Similarly, the bizarre world of Quantum Physics has its share of symmetries as well. Unlike the deterministic world of Newton-Laplace, the epistemology of Quantum Mechanics is probabilistic and counter-intuitive. Even so, the ability to give a statistical description of how particles behave using the wavefunction attests to a fundamental underlying symmetry.

Nonetheless, the regimes of relativity and quantum mechanics do not mesh well. The behavior of gravity at the quantum level is a fine example to illustrate this point. The appeal of an overarching symmetry drives both string theorists and quantum loop gravity theorists among a plethora of other approaches --- all with the grand desire to unify the four fundamental forces into a theory of everything.

Listing any more examples of symmetry might sound patronizing to the informed reader who is well aware of this fact.
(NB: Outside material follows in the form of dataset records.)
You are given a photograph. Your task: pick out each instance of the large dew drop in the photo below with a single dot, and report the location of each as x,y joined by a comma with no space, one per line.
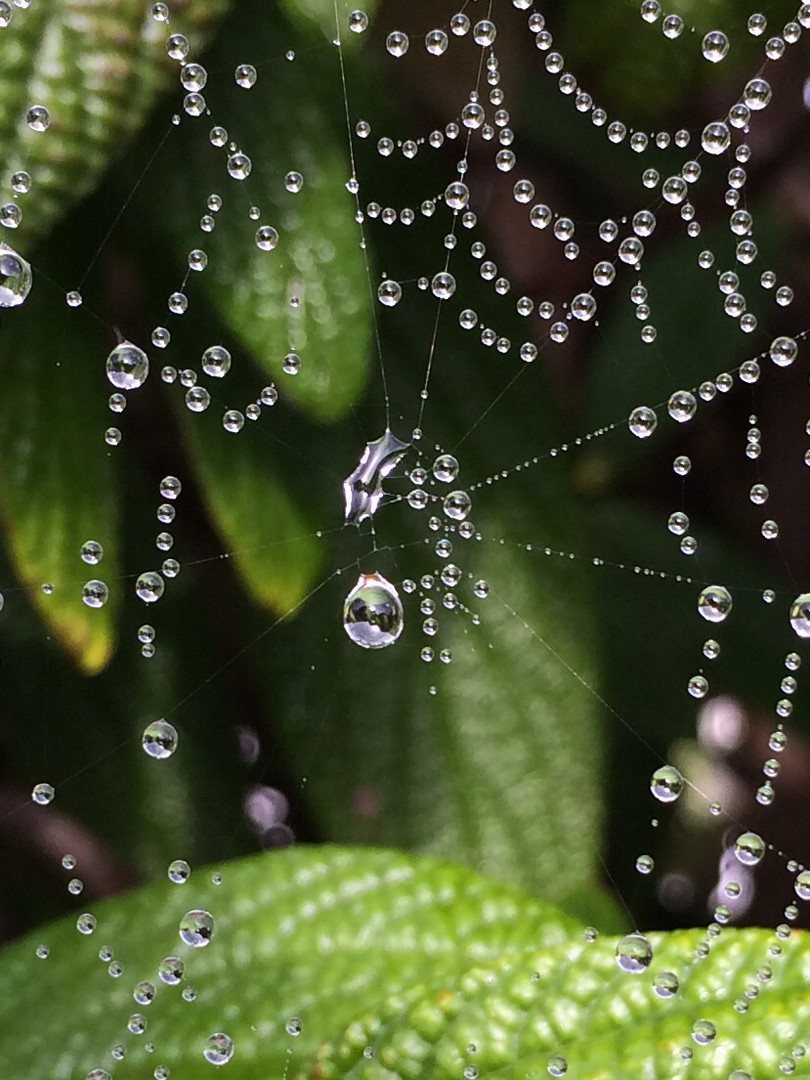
159,740
373,616
363,486
127,366
197,928
666,783
714,603
800,615
218,1049
750,849
15,278
634,954
643,421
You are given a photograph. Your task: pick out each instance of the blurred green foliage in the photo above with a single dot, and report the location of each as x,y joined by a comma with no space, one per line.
505,758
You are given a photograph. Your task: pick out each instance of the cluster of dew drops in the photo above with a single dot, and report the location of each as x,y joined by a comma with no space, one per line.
373,612
719,137
127,364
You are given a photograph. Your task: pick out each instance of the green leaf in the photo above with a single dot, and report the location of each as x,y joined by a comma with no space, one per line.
323,12
309,294
57,484
572,1001
494,758
393,967
502,765
259,518
320,933
97,70
696,338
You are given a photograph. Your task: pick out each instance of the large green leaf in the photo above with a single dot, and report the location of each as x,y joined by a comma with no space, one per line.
261,522
318,933
96,69
309,295
494,757
57,482
399,968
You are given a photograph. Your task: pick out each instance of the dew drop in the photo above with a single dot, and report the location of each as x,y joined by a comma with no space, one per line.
715,46
239,166
15,278
373,616
218,1049
643,421
38,118
42,794
197,928
95,593
389,293
245,76
127,366
800,615
666,984
634,954
750,849
714,603
666,783
216,361
397,43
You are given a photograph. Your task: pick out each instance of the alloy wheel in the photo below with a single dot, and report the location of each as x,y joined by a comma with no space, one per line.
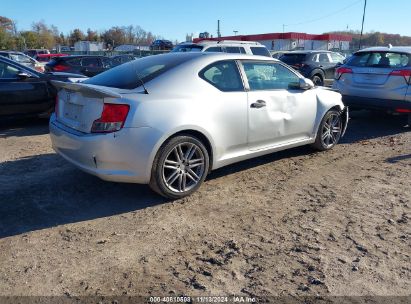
183,168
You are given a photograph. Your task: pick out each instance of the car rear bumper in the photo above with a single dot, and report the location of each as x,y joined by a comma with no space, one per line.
123,156
375,103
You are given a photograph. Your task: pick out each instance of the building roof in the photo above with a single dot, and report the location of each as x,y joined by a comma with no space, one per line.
275,36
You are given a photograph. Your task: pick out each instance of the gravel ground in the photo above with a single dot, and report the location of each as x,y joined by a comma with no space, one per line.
294,223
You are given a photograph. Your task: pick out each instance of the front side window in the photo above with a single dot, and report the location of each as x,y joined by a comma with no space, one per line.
214,49
223,75
7,71
323,58
260,51
337,58
269,76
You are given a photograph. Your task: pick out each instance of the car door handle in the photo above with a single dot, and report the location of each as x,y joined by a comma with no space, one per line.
258,104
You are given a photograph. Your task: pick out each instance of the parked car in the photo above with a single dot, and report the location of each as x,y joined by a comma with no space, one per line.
225,46
120,59
319,66
377,78
26,92
44,58
87,65
34,52
161,45
23,59
168,120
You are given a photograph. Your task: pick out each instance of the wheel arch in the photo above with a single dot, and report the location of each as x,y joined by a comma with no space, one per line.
201,135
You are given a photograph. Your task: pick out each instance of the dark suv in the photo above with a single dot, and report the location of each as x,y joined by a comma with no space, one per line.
319,66
85,65
161,45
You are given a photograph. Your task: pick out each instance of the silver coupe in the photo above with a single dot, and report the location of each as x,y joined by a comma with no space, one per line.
168,120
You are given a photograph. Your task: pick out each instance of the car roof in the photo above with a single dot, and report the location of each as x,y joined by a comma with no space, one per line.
402,49
215,56
18,65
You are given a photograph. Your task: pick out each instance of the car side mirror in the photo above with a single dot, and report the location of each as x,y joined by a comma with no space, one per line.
306,84
23,75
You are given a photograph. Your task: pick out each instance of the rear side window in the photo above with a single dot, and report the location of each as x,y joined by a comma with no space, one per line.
235,49
129,75
261,51
223,75
91,62
293,58
380,60
214,49
74,61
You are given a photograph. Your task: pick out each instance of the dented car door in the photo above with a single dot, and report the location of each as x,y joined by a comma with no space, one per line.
279,111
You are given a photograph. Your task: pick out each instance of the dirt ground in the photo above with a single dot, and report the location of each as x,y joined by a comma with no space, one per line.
294,223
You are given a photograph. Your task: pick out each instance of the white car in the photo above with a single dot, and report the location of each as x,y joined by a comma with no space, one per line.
168,120
224,46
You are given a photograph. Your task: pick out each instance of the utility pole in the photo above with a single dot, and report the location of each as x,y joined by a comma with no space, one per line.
362,25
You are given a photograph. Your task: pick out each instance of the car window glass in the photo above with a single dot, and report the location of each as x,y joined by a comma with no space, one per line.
74,61
90,62
380,60
224,75
261,51
7,71
323,58
336,58
233,49
269,76
214,49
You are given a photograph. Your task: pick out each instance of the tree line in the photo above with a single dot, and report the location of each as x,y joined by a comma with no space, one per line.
46,36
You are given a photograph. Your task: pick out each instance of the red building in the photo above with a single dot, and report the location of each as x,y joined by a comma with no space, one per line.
293,41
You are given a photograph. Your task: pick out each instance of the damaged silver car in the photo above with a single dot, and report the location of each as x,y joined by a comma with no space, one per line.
168,120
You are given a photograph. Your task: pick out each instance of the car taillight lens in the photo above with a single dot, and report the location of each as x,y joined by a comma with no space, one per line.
56,105
112,118
404,73
340,71
60,68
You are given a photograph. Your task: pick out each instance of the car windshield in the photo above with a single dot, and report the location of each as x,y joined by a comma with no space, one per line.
293,58
380,60
129,75
187,48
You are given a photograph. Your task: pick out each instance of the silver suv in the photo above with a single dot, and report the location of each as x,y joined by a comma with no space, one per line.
377,78
225,46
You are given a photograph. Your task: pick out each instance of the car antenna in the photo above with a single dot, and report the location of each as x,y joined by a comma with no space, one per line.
142,83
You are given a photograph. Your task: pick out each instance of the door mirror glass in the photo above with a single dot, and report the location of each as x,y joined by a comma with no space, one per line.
306,84
23,75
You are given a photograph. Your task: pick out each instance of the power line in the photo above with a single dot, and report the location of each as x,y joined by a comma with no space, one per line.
326,16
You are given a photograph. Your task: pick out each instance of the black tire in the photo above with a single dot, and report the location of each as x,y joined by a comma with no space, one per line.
329,131
317,80
175,175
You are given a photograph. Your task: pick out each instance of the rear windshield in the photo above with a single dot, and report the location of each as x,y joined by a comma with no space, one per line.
261,51
380,60
129,75
187,48
293,58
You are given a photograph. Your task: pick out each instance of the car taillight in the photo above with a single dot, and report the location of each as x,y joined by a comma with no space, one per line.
56,105
112,118
403,110
404,73
60,68
340,71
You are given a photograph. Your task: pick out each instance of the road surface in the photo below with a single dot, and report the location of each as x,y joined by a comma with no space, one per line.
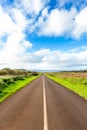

If this is indeed the case, it puzzles me why academics are less inclined to treat the arts and the sciences as variations on the same theme.

If there is a fundamental symmetry underlying the universe, cosmology becomes a branch of aesthetics or aesthetics becomes a branch of cosmology. Once again, the liberal arts trivium (logic, rhetoric and grammar) and quadrivium (arithmetic, geometry, music and astronomy) could be revived and revivified for a twenty-first century contexts. Let us not forget the biologists who see instances of symmetry galore in nature.

Here is my concluding unscientific postscript. No, it is just a question –
‘why aren’t scientists and artists talking more to each other?’ If we need another muse, let me propose – Leonardo Da Vinci.

By the way, I dedicate this informal banter to my old schoolmaster (that dreadful Calculus teacher) – I honestly don’t know if the old bloke is dead or alive. No hard feelings Mate.

Roy Joseph

1 comment:

Anonymous said...

Roy,
Re-reading your essay brings back memories of our panel at NCA. I loved your paper in person; on the page it's not half bad. (I do wonder how I was even on the panel . . .)

What you say about art and science is important stuff. What more can we do to describe a cosmology aesthetic? Da Vinci is a good place to start. It seems it would be hard to duplicate his work in our over-specialized age. I'm not sure where to begin . . . other than to keep following you.